In last week's installment of Unlocking Your Swing, we discussed S-Posture and the impact it potentially has on your golf swing. Arching your back excessively in the golf swing isn't good for long-term durability. It's also important to avoid rounding the back, which we deem C-Posture. The picture below depicts the two postures that we're trying to avoid at all costs.
To quickly review, here are the main reasons why golf posture could make or break your swing.
- Posture is static, therefore it's easy to manipulate.
- The golf swing requires a stable and strong hip hinge, which allows you to express optimal accuracy and power. If you can't get into a solid hinge, your golf posture is already facing compensation to some degree.
- Poor posture will inhibit spinal rotation, making it much tougher to maintain good dynamic mechanics throughout the swing.

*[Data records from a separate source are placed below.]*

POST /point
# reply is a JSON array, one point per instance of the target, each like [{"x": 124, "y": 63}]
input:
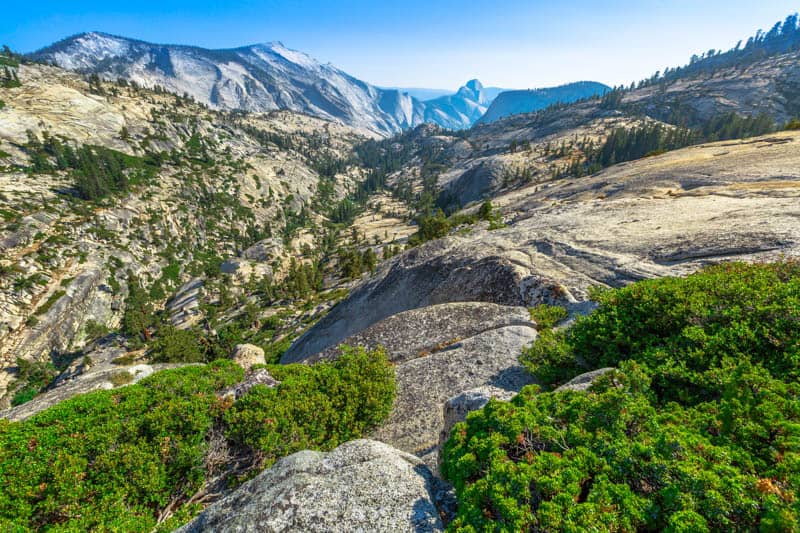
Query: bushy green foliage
[
  {"x": 686, "y": 329},
  {"x": 110, "y": 460},
  {"x": 98, "y": 171},
  {"x": 698, "y": 431},
  {"x": 316, "y": 407},
  {"x": 116, "y": 460},
  {"x": 609, "y": 460}
]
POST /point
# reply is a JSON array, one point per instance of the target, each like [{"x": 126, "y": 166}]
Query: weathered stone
[
  {"x": 361, "y": 486},
  {"x": 420, "y": 332},
  {"x": 256, "y": 377},
  {"x": 247, "y": 355},
  {"x": 424, "y": 384},
  {"x": 458, "y": 407},
  {"x": 584, "y": 381},
  {"x": 184, "y": 307}
]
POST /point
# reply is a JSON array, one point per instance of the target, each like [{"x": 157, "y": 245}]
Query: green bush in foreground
[
  {"x": 115, "y": 460},
  {"x": 698, "y": 431}
]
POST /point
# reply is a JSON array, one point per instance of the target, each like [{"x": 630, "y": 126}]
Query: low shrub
[
  {"x": 131, "y": 459},
  {"x": 699, "y": 430},
  {"x": 317, "y": 407}
]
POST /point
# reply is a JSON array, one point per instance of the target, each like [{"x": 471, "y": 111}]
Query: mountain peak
[
  {"x": 473, "y": 90},
  {"x": 474, "y": 85}
]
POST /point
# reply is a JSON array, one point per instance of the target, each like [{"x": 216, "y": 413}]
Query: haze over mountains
[
  {"x": 180, "y": 285},
  {"x": 266, "y": 77}
]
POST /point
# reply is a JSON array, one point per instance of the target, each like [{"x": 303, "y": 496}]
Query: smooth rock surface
[
  {"x": 584, "y": 381},
  {"x": 247, "y": 355},
  {"x": 418, "y": 332},
  {"x": 426, "y": 383},
  {"x": 256, "y": 377},
  {"x": 361, "y": 486}
]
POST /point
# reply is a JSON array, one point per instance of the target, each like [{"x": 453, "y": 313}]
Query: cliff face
[{"x": 66, "y": 262}]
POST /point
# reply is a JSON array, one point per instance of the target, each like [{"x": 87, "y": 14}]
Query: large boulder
[
  {"x": 441, "y": 351},
  {"x": 256, "y": 377},
  {"x": 362, "y": 485},
  {"x": 418, "y": 332},
  {"x": 247, "y": 355},
  {"x": 424, "y": 385},
  {"x": 454, "y": 269}
]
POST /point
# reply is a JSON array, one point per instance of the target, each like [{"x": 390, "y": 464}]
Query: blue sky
[{"x": 434, "y": 43}]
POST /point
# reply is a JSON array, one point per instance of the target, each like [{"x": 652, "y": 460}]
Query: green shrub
[
  {"x": 698, "y": 431},
  {"x": 315, "y": 407},
  {"x": 117, "y": 460},
  {"x": 547, "y": 316},
  {"x": 610, "y": 460},
  {"x": 177, "y": 346},
  {"x": 686, "y": 329}
]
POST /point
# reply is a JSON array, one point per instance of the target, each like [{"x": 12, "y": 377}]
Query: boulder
[
  {"x": 362, "y": 485},
  {"x": 454, "y": 269},
  {"x": 256, "y": 377},
  {"x": 458, "y": 407},
  {"x": 247, "y": 355},
  {"x": 418, "y": 332},
  {"x": 584, "y": 381}
]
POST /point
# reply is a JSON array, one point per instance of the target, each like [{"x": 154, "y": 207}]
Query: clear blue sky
[{"x": 433, "y": 43}]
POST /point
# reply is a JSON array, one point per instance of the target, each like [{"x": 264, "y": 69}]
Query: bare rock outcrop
[
  {"x": 362, "y": 485},
  {"x": 424, "y": 385},
  {"x": 419, "y": 332},
  {"x": 247, "y": 355}
]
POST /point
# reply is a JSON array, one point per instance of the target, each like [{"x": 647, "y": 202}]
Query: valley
[{"x": 351, "y": 309}]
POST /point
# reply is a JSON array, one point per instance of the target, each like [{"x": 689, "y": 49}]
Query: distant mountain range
[
  {"x": 515, "y": 102},
  {"x": 266, "y": 77}
]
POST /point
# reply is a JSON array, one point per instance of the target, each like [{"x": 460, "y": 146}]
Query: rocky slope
[
  {"x": 223, "y": 187},
  {"x": 262, "y": 77},
  {"x": 665, "y": 215}
]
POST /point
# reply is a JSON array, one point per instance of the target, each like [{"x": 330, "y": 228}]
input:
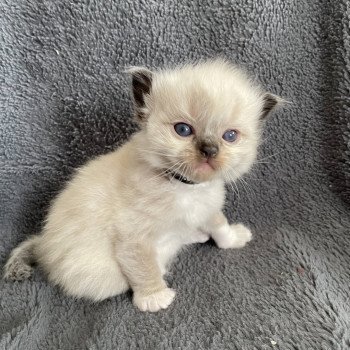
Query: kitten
[{"x": 124, "y": 216}]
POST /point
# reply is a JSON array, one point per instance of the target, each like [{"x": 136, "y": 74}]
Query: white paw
[
  {"x": 154, "y": 302},
  {"x": 236, "y": 237},
  {"x": 200, "y": 237}
]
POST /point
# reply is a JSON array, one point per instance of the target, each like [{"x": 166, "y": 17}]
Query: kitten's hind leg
[
  {"x": 138, "y": 263},
  {"x": 225, "y": 235}
]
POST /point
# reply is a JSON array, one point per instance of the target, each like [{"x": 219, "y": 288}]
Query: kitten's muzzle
[{"x": 208, "y": 150}]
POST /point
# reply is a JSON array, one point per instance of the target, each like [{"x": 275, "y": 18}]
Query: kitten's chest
[{"x": 194, "y": 204}]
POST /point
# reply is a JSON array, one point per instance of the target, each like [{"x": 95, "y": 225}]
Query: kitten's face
[{"x": 202, "y": 122}]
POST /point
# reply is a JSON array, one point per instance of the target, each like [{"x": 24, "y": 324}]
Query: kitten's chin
[{"x": 204, "y": 171}]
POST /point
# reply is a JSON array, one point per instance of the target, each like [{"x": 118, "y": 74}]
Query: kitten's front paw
[
  {"x": 238, "y": 236},
  {"x": 154, "y": 302}
]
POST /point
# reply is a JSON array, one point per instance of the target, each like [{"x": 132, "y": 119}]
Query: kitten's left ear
[
  {"x": 270, "y": 103},
  {"x": 141, "y": 87}
]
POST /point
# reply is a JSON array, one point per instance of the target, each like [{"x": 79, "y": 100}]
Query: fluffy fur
[{"x": 123, "y": 216}]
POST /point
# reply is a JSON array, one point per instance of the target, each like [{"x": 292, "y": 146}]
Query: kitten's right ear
[{"x": 141, "y": 88}]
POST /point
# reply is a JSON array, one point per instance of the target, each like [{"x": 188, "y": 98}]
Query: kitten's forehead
[{"x": 212, "y": 93}]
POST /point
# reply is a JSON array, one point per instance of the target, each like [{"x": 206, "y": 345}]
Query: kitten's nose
[{"x": 209, "y": 150}]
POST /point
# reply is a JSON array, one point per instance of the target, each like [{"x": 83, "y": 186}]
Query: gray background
[{"x": 64, "y": 99}]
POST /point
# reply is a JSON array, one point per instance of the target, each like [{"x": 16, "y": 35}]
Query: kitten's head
[{"x": 201, "y": 121}]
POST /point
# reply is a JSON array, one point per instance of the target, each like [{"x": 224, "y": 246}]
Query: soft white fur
[{"x": 121, "y": 219}]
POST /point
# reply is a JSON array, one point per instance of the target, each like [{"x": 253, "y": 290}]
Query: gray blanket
[{"x": 64, "y": 99}]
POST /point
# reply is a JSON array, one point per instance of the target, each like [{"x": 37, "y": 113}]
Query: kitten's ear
[
  {"x": 270, "y": 103},
  {"x": 141, "y": 87}
]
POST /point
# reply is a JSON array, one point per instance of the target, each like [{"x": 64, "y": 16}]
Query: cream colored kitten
[{"x": 125, "y": 215}]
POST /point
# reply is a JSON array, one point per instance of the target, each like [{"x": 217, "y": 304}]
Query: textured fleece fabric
[{"x": 65, "y": 99}]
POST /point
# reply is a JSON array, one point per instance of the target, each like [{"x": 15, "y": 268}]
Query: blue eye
[
  {"x": 230, "y": 135},
  {"x": 183, "y": 129}
]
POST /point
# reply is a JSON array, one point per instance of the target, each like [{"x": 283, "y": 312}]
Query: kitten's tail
[{"x": 19, "y": 265}]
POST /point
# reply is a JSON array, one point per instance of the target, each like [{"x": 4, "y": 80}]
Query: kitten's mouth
[{"x": 206, "y": 165}]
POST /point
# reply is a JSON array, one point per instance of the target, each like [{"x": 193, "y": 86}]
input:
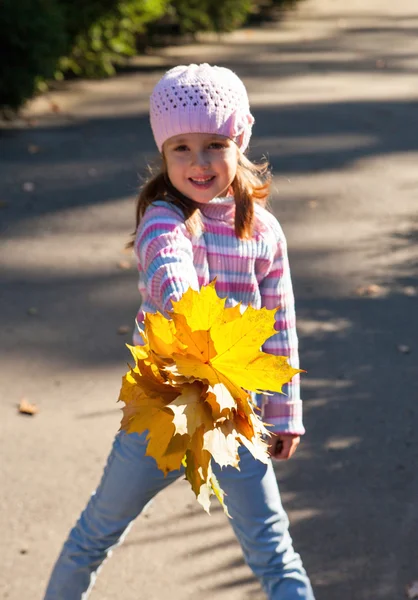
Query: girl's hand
[{"x": 283, "y": 445}]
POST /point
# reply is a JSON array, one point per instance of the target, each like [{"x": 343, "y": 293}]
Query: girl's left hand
[{"x": 283, "y": 445}]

This will be detrimental to your performance and joint health overtime.
C-Posture is defined as both the shoulders and upper back (thoracic spine) slumped forward at address. There is a significant curve from the tailbone to the back of the neck, which resembles the letter "C".
With C-Posture, there are two primary limitations, restricted thoracic spine mobility and poor posterior weight shift of the hips. Both of these limitations prevent the upper back from extending when setting up, which directly lead to this rounded posture.
The lack of thoracic spine mobility will significantly limit rotation, making it difficult to have a solid backswing. The absence of adequate range of motion will impact your ability to hit the ball accurately and decrease your driving distance... not exactly ideal if you're trying to take your game to the next level.
Below are four great drills that will help improve your ability to extend the upper back, which will help keep a more upright torso during your swing. If you have trouble "feeling" these exercises, you simply cannot control motion at your thoracic spine, and/or scapula.
Thoracic spine mobilization drills
Row Variations for Improved Posture
While rowing variations might not necessarily improve thoracic mobility directly, they're a great drill that will teach optimal torso position. If the torso is in a less-than-optimal position, the scapula can't move across the rib cage properly. The landmine row also closely resembles optimal golf posture, which helps create an "aha" moment for folks stuck in C-Posture.